If you've ever struggled to convey a lot of information in an email — knowing the recipient or recipient type (hint: client) doesn't read, but skims content — and did not receive any response, then the article I just read in Fast Company is for you.
Titled, "How to Write a Convincing E-mail," the article highlights 6 key points that when followed, result in effective emails that will actually get read. My own perspective is that your emails are an extension of your brand and if they are concise, clear and action-oriented, your prospects, clients and colleagues will respond more frequently and hold you in higher esteem. I encourage you to read the full article as it provides great examples of poorly crafted emails and then the same messages written effectively.

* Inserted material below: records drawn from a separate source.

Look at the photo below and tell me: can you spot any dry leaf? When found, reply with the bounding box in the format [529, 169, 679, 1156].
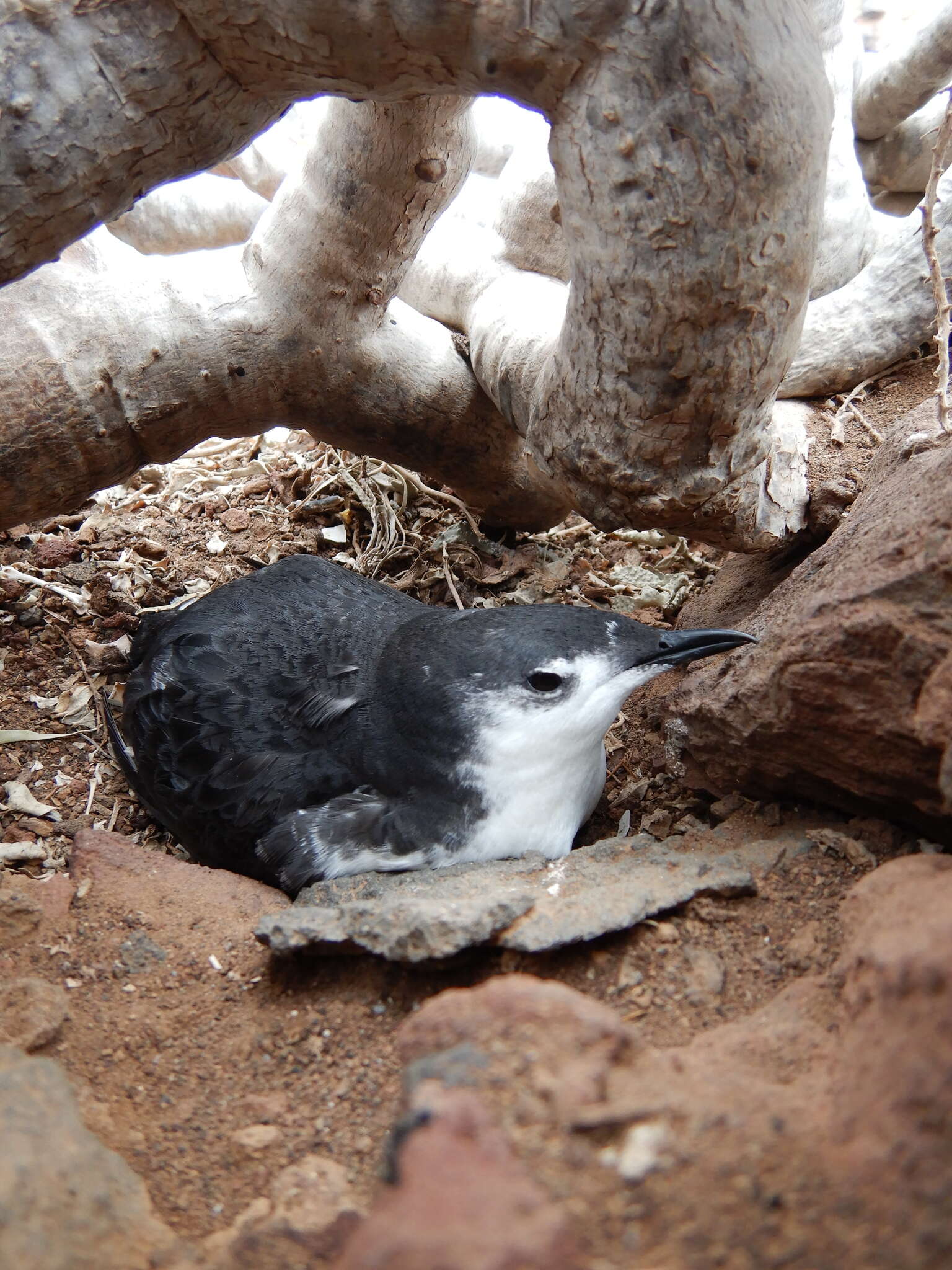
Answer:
[2, 781, 62, 820]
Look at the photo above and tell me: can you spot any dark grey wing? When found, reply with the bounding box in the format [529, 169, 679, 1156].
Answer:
[255, 786, 391, 895]
[123, 556, 418, 880]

Following are article highlights. When composing an email:
1. Have a specific decision in mind.
What is the outcome you desire?
2. Start by writing your conclusion.
As opposed to the way in which you compose an essay with and Introduction, supporting text and a conclusion, go for the conclusion and work backwards to support it.
3. Structure your supporting argument into digestable chunks.
Use bulleted copy where possible or two sentence paragraphs if content is not listable.
4. Bolster each argument with evidence.
Opinions hold little sway. You're seeking action. Make it easy to respond by using facts.
5. Repeat your conclusion as a "call-to-action."
At the end, repeat the conclusion you began with and invite a next step.
6. Stick a benefit in the subject line
I found myself analyzing my own emails and certain points immediately resonated. Point #6, I put in the "last but not least" category. Composing a subject line is analagous to crafting a great tagline in that it successfully distills a theme down to just a few words, which can express facts and intention with clarity of purpose.
Which points do you find most helpful?